A tank contains 500L of salty water. Pure water is pumped in at a rate of 10 L/sec, and the the mixture is pumped out at a rate of 15L/ sec. If the concentration of salt is 5g/L initially, form an equation of amount of salt, s, at t seconds.

This is a word problem with the task of forming a first order differential equation (or DE), and involves two major aspects that need to be worked out: the volume of water in the tank at any given point, and the amount of salt in the mixture at that same point. The water volume in the tank is constantly changing, as water is both being pumped in and out of the tank. Hence the expression for the volume of water can be written as 500 (the initial) + 10t(as 10 L are pumped in every second) - 15t (as 15L are pumped out), = 500-5t. The second aspect, the amount of salt at any given time, can be considered in terms of the rate of change of salt amount, or change in salt concentration. The salt concentration is very simply amount of salt/volume. As no salt is being added, only removed when being pumped out, the change in salt concentration is -15s/V, or -15s/500-5t, which can be simplified.
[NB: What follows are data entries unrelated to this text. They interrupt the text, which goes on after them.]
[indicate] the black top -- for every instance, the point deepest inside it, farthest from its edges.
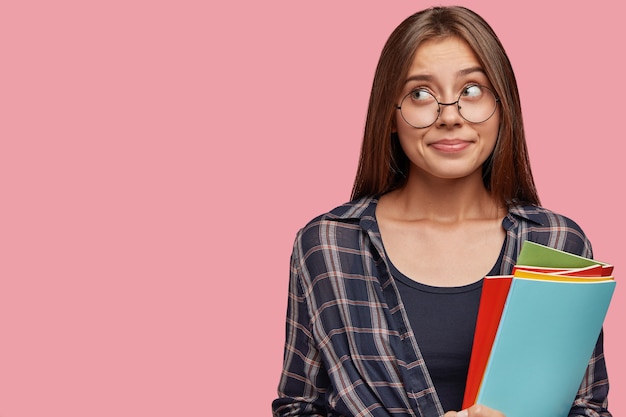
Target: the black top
(443, 320)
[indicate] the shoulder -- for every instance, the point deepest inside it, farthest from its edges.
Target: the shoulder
(549, 228)
(339, 227)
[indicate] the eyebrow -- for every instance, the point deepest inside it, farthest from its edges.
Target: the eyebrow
(461, 73)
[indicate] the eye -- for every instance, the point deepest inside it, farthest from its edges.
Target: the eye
(421, 95)
(472, 91)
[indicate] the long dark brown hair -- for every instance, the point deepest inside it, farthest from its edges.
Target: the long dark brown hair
(383, 166)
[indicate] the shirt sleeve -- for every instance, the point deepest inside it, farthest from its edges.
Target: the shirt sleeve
(591, 399)
(303, 382)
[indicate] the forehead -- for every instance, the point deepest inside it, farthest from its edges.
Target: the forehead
(443, 56)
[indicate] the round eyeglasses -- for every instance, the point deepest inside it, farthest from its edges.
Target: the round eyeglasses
(476, 104)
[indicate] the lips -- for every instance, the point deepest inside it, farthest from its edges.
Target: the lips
(450, 145)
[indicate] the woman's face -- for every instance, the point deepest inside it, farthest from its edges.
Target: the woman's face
(451, 147)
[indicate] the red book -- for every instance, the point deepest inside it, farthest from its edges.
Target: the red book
(494, 294)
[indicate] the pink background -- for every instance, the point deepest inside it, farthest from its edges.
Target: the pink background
(158, 157)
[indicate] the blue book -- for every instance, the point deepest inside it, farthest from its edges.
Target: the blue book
(546, 336)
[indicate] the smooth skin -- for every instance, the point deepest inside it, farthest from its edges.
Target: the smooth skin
(444, 213)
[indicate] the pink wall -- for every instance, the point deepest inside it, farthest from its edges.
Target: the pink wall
(158, 157)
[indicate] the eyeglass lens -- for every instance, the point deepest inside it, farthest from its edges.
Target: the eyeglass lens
(421, 109)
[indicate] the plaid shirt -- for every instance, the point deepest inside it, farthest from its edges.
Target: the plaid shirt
(349, 348)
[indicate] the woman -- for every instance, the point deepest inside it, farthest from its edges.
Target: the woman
(384, 290)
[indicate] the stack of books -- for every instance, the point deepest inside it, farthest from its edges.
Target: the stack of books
(536, 331)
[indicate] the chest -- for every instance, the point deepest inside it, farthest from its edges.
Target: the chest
(443, 255)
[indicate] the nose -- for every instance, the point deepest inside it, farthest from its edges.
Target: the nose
(452, 116)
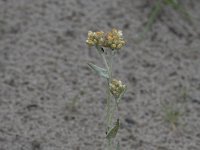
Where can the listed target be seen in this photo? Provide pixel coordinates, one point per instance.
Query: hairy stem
(108, 105)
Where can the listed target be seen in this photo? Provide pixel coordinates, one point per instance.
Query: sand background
(43, 70)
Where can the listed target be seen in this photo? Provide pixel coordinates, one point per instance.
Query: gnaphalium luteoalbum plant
(107, 45)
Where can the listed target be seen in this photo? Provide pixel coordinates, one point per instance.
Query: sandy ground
(50, 100)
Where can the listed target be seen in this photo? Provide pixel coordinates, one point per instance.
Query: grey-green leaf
(121, 95)
(113, 132)
(100, 71)
(118, 146)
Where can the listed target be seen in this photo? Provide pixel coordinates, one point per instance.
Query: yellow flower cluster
(113, 39)
(116, 88)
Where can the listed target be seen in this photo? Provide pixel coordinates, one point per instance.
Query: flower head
(112, 40)
(117, 88)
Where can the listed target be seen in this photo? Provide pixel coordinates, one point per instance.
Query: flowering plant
(113, 42)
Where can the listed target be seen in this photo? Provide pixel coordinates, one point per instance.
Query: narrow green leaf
(121, 95)
(118, 146)
(113, 132)
(100, 71)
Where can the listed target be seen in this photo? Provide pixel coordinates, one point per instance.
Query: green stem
(108, 105)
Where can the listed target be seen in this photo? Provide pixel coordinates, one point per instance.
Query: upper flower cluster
(113, 39)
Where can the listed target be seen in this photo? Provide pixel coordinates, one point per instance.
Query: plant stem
(108, 105)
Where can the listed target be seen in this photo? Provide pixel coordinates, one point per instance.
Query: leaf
(118, 146)
(100, 71)
(121, 95)
(113, 132)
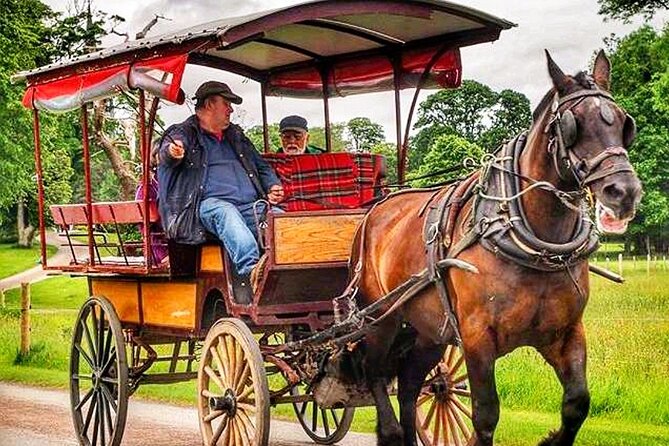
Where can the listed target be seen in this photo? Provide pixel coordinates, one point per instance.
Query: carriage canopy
(349, 46)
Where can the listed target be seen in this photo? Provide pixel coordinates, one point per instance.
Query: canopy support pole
(428, 68)
(263, 106)
(325, 72)
(146, 178)
(87, 181)
(397, 73)
(40, 185)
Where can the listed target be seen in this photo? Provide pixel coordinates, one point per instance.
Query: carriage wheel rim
(443, 414)
(233, 395)
(324, 426)
(98, 390)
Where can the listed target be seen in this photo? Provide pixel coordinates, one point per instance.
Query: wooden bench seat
(114, 212)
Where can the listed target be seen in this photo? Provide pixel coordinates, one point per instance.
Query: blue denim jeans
(235, 227)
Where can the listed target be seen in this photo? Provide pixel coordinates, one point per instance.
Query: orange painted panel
(314, 239)
(211, 259)
(122, 294)
(169, 304)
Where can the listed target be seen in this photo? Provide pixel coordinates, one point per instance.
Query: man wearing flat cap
(295, 136)
(210, 177)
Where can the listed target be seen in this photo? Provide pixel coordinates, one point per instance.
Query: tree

Hence, ds/dt = -3s/100-t, and hence ds/dt + 3s/100-t = 0. This is a first order homogeneous DE, and, using an integrating factor, e^{integral of (3/100-t) dt} , the equation becomes (100-t)^-3 ds/dt + 3y(100-t)^-4 (as the integral of 3/100-t is -3ln|100-t|). Applying the product rule and implicit differentiation, the differential of y(100-t)^-3 is the expression on the LHS, and hence integrating both sides of the DE gives this expression, with the final answer being y(100-t)^-3= C (as the integral of 0 is 0, and the constant of integration can hence be placed on the RHS for simplicity). Using the initial boundary condition (as an initial concentration of 5g/L of salt means there is 5X500 grams of salt initially), the value of the constant of integration can then be found as 1/400. The final equation formed is hence y(100-t)^-3= 1/400, or y = 1/400(100-t)³.